Like, that doesn't actually add capability.
Anyway, so that's what it's based on.
So there's this person sort of looking up like, well, what if we could use 100% of our brain
And I think this is more work at work at work at Freeman says at work at work at
At work at work at work at work on it.
At work. A customer just tried to copy a document unplug the mouse and place pay
Plug it back into another computer and paste it.
Maybe we uh we got a little more foundational stuff to work on there if we could use 100% of our brain.
Yeah.
What about 10%?
Can we use 10%?
Yeah.
You know that that that whole like a hundred percent of your brain thing is not real like that.
I can totally see that that that like that.
Like people were saying, like, oh, you, on the average, people only use, like, a small percentage of brain that's not true.
We use all of it.
Yeah.
It's too costly to feed our brain if we weren't using all of it.
But, I mean, not everybody uses all of it.
I would say there's a range of engagement throughout society.
I think they're using it all.
They're just, like, most of it's just doing reruns of the Simpsons, I think.
Well, yeah, yeah, yeah.
That's probably true.
I find that like when somebody, if the photons from TikTok hit a person's face,
it's just, it's like a beam that shuts down about half of the brain.
Like as the photons just strike the skin.
I was listening to, we're tangenting, yeah, but I was listening to a podcast and there was an ad for TikTok on the podcast,
advertising how safe it is for kids because of all the safety features they've got.
And I'm like, that's insane.
It is insane.
So anyway.
Yeah, it's, that's a whole rant we can go on.
But I think that, I think like TikTok into this short form stuff,
it's like really hurting people's attention span and ability to engage,
poor extended periods of time.
Just watch my own kids.
Yeah, yeah.
Yeah, I'll have to find the article.
I just found out that my wife found an article about how Gen Z is the first generation
that's got a lower IQ than their parents.
I don't know.
But, you know, on average.
I would say maybe the test are just given wrong.
Could they be given the IQ test?
Could it be given as a TikTok series instead of?

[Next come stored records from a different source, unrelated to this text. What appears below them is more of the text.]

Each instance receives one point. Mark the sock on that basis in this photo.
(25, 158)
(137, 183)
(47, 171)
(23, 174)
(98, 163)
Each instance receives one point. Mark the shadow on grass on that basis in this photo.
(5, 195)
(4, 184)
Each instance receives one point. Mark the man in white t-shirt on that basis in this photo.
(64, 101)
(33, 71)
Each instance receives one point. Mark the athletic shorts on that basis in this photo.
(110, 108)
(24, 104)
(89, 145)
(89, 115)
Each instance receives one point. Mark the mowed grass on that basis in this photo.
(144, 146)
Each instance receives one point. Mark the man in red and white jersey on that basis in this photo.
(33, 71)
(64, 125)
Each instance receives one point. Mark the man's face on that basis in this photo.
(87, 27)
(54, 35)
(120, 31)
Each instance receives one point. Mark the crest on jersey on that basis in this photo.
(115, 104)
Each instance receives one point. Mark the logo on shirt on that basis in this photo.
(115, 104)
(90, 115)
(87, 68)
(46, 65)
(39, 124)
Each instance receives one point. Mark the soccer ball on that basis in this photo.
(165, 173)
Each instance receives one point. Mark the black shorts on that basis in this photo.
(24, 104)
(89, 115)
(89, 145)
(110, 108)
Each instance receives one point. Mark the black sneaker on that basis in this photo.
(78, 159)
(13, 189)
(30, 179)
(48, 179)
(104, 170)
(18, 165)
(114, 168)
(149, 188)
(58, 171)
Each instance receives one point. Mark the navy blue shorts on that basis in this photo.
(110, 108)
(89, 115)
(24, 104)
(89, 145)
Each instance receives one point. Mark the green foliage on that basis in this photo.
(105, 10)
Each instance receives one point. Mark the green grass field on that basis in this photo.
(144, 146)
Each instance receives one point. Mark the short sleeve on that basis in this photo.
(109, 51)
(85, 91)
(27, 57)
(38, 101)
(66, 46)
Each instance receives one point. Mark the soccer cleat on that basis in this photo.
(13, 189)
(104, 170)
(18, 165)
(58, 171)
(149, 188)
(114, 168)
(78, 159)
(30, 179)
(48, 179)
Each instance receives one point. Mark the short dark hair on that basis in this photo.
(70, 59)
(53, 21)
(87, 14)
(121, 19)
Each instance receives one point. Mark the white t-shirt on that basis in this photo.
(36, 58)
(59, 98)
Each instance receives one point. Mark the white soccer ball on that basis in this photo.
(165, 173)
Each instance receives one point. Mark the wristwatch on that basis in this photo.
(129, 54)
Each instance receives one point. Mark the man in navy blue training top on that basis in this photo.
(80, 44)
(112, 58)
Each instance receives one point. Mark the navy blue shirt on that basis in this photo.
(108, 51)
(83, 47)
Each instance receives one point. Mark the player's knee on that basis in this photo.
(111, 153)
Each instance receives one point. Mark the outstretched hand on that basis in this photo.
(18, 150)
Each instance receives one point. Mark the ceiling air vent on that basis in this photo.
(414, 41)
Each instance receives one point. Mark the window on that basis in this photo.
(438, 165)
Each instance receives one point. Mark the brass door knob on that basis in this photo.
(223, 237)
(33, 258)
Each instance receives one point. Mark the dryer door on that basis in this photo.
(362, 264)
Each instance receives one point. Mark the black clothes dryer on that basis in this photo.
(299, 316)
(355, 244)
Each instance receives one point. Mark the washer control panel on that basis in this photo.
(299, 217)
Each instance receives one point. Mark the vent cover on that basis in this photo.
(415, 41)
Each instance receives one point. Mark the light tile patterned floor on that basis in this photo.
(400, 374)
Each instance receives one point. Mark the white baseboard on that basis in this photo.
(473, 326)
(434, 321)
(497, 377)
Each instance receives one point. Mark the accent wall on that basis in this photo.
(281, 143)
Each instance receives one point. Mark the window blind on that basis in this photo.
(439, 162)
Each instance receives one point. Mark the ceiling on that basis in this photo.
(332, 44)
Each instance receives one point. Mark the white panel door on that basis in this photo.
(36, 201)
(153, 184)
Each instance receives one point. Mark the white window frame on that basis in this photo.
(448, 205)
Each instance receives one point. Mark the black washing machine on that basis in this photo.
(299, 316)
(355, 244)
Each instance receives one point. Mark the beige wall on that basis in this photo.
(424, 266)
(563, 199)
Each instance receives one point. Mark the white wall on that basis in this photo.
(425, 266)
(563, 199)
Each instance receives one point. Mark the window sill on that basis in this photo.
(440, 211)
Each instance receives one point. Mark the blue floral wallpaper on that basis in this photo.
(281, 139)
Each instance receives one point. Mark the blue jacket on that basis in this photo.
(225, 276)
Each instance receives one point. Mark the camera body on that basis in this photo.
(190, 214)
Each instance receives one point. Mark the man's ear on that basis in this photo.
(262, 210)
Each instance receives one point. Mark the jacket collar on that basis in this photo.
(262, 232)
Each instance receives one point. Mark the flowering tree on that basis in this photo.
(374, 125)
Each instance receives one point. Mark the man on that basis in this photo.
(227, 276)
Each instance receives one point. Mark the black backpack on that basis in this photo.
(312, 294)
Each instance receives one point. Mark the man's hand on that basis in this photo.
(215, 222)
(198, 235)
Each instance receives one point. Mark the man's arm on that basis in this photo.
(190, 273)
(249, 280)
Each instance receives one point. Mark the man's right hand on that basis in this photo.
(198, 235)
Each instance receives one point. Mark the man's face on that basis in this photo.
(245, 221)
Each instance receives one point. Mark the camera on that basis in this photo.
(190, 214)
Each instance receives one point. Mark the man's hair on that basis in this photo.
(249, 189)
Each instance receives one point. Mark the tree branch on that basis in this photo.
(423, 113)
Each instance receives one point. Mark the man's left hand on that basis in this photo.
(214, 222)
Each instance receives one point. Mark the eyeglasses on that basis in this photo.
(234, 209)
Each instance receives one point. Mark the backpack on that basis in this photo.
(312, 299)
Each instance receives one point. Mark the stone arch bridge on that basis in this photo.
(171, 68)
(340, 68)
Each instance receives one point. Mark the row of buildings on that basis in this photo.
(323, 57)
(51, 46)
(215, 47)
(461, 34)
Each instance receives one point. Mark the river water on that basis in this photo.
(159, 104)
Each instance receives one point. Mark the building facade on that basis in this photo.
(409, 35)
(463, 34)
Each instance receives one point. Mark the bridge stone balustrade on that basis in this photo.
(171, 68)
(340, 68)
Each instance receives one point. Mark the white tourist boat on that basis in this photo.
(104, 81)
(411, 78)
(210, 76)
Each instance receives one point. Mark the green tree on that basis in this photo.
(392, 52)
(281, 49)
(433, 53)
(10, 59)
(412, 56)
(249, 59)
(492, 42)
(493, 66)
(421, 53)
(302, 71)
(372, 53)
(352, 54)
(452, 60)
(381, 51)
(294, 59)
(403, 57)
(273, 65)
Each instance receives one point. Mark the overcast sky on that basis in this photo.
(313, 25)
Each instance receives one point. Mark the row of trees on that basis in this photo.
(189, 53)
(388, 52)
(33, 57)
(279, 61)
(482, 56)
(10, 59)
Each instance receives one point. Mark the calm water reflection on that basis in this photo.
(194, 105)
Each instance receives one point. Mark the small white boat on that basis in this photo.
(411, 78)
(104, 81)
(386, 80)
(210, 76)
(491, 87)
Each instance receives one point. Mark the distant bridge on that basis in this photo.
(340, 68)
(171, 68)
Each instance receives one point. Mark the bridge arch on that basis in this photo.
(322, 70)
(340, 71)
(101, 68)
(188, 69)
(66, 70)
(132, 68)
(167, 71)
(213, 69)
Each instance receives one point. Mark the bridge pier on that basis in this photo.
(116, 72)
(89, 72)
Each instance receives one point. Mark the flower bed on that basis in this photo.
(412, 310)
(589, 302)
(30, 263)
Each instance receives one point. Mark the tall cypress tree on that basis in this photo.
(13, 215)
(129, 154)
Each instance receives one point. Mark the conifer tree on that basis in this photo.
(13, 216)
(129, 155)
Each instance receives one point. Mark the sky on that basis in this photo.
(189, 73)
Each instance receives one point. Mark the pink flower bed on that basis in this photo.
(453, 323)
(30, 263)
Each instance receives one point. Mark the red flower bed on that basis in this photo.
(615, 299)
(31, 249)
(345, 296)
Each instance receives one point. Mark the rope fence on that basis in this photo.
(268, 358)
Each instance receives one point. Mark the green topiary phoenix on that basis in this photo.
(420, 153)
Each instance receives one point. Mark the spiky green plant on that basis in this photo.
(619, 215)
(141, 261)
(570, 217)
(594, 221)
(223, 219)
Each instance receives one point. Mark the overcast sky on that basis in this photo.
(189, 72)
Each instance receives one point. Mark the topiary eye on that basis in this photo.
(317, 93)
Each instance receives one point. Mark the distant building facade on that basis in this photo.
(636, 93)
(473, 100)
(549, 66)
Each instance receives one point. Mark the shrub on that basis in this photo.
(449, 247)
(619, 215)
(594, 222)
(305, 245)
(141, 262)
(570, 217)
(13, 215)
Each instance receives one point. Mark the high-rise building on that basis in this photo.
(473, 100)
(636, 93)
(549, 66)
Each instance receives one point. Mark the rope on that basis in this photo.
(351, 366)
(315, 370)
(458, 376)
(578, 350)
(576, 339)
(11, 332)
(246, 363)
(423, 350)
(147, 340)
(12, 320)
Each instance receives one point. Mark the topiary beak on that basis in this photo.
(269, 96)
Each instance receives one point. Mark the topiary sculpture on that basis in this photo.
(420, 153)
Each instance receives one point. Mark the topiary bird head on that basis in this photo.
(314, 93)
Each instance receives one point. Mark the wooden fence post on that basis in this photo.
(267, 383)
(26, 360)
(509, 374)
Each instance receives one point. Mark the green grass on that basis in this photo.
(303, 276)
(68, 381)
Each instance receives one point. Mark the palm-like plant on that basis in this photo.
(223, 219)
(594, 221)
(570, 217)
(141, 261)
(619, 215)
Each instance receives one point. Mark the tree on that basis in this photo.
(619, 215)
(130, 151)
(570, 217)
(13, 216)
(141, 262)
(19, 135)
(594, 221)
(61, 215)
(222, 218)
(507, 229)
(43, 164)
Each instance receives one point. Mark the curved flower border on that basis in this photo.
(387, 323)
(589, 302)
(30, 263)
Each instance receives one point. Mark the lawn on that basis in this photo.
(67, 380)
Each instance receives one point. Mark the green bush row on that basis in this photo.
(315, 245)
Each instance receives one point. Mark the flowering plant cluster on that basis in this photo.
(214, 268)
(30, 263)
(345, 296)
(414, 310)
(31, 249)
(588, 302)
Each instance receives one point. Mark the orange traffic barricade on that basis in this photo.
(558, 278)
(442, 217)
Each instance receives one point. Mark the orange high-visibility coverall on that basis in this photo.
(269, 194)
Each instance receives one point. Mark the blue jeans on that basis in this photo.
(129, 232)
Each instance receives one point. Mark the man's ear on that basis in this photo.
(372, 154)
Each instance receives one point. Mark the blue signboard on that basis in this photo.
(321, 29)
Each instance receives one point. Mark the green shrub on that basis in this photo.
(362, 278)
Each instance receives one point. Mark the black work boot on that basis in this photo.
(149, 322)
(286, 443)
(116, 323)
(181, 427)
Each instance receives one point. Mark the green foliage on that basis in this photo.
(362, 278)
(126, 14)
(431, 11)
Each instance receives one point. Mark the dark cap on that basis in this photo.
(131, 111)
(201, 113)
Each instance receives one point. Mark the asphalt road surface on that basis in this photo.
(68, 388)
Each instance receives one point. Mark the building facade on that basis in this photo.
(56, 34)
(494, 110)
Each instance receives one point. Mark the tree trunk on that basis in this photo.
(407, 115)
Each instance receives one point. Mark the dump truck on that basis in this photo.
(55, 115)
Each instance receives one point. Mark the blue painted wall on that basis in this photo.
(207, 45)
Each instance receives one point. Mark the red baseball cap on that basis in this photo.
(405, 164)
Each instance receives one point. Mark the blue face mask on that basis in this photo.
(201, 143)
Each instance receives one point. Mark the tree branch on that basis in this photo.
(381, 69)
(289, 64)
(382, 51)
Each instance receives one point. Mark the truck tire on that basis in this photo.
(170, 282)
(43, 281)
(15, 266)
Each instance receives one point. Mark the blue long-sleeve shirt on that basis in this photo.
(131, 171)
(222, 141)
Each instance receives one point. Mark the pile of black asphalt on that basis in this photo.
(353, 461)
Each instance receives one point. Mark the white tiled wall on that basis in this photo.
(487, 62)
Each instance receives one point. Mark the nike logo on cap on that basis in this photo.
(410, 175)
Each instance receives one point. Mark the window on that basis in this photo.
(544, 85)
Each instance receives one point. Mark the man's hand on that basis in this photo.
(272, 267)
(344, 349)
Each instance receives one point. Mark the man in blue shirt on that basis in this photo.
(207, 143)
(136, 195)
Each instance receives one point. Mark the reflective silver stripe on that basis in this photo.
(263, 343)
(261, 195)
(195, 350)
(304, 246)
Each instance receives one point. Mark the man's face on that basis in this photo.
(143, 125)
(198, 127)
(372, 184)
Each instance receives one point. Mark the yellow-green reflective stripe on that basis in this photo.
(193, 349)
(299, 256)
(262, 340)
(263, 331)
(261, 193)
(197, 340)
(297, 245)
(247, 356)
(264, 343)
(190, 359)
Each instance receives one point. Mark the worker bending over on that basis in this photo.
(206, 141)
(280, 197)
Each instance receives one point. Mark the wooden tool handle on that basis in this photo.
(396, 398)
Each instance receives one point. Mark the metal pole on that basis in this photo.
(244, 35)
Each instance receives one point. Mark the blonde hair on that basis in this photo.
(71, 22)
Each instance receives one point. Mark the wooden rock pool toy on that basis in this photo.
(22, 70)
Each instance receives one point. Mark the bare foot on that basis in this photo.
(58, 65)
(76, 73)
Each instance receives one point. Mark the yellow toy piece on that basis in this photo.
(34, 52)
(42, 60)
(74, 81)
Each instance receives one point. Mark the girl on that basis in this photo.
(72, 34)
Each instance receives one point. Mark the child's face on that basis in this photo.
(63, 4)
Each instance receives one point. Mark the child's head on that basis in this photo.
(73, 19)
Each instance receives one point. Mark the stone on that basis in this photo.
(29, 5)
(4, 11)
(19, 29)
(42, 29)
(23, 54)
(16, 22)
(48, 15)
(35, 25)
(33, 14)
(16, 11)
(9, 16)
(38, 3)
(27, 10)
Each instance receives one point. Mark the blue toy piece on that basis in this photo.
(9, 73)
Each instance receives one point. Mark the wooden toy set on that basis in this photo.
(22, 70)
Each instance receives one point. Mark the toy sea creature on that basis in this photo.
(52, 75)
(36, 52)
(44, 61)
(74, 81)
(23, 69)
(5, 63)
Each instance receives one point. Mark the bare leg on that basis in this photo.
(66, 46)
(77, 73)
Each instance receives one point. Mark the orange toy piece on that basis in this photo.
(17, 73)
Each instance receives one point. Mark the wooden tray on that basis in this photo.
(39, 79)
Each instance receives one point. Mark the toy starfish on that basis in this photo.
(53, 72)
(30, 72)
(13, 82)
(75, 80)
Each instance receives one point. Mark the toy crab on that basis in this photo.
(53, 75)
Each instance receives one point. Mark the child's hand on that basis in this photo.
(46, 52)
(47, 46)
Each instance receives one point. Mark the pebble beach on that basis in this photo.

And then it would be, actually, they might crush it.
Seriously, I think it's like it might not be an intelligence.
It might be a concentration thing.
It could be.
Yeah.
I don't know.
But it's not a great sign.
Anyway.
I don't know.
How do we get into this?
I don't know.
I don't know.
How do you say your brain?
All right.
We're going to go use 100% of the brain to get this podcast.
ready and ship to the world. Everyone, thanks for being here. Thanks. Bye. Bye.